PEPPOL (Pan-European Public Procurement On-Line) ist der internationale Standard für den elektronischen Austausch von Geschäftsdokumenten – von Rechnungen über Bestellungen bis hin zu Lieferscheinen. Ursprünglich als EU-Initiative gestartet, ist PEPPOL heute in über 90 Ländern etabliert und bildet das Rückgrat moderner e-Invoicing-Prozesse im öffentlichen und privaten Sektor. Das Ziel: einheitliche, sichere und automatisierte Kommunikation zwischen Unternehmen und Behörden – unabhängig von nationalen Formaten oder individuellen IT-Systemen.
Wie funktioniert PEPPOL?
Die Architektur von PEPPOL basiert auf einem klar definierten Modell für den Datenaustausch:
Vier-Ecken-Modell (aktuell):
Sender und Empfänger kommunizieren über jeweils ihren zertifizierten Access Point.

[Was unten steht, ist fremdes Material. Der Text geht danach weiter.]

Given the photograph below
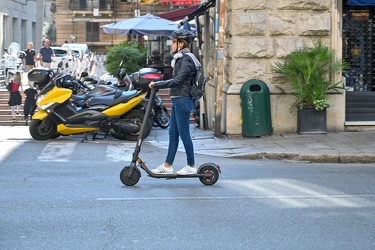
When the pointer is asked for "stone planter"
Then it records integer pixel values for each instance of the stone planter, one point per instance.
(311, 121)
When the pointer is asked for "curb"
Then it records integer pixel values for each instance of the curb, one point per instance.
(313, 158)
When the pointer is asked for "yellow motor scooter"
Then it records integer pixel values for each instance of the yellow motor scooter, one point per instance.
(109, 110)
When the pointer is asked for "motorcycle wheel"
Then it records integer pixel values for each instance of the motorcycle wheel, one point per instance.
(162, 118)
(42, 130)
(135, 117)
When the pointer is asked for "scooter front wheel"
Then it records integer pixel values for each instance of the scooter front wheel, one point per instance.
(42, 130)
(212, 171)
(130, 181)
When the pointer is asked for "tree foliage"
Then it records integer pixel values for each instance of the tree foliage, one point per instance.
(132, 54)
(309, 71)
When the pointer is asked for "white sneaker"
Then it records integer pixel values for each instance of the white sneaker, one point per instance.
(187, 170)
(162, 170)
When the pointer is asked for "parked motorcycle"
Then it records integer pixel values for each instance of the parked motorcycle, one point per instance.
(108, 109)
(140, 80)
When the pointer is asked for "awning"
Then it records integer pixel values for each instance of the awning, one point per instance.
(179, 14)
(361, 2)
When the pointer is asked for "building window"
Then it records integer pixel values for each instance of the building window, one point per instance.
(92, 32)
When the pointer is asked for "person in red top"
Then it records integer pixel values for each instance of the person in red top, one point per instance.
(15, 98)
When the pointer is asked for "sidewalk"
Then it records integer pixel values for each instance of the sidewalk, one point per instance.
(333, 147)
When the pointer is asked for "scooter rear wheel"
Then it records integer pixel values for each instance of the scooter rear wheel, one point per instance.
(130, 181)
(209, 168)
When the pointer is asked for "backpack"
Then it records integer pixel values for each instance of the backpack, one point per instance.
(9, 86)
(199, 80)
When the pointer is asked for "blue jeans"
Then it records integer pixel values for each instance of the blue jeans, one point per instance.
(179, 127)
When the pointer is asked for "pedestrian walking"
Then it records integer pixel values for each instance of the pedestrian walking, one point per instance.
(182, 103)
(30, 93)
(15, 98)
(46, 54)
(29, 61)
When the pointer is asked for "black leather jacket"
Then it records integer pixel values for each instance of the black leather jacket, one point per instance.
(183, 73)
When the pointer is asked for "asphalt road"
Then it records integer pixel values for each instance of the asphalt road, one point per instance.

Diese Infrastruktur sorgt für sichere, verschlüsselte und standardisierte Übertragung von Dokumenten.
Fünf-Ecken-Modell (zukünftig):
In Zukunft werden auch Steuerbehörden direkt eingebunden – für die Echtzeit-Übermittlung steuerrelevanter Daten und maximale Transparenz.

Bundesministerium des Innern und für Heimat (BMI). (o. D.). Peppol. E-Rechnung-Bund.de. Abgerufen am 15. Januar 2026, von https://www.e-rechnung-bund.de/faq/peppol/
one:ic als PEPPOL Access Point Provider
Als zertifizierter PEPPOL Access Point Provider integrieren wir den Datenaustausch nahtlos in Ihre bestehenden Prozesse.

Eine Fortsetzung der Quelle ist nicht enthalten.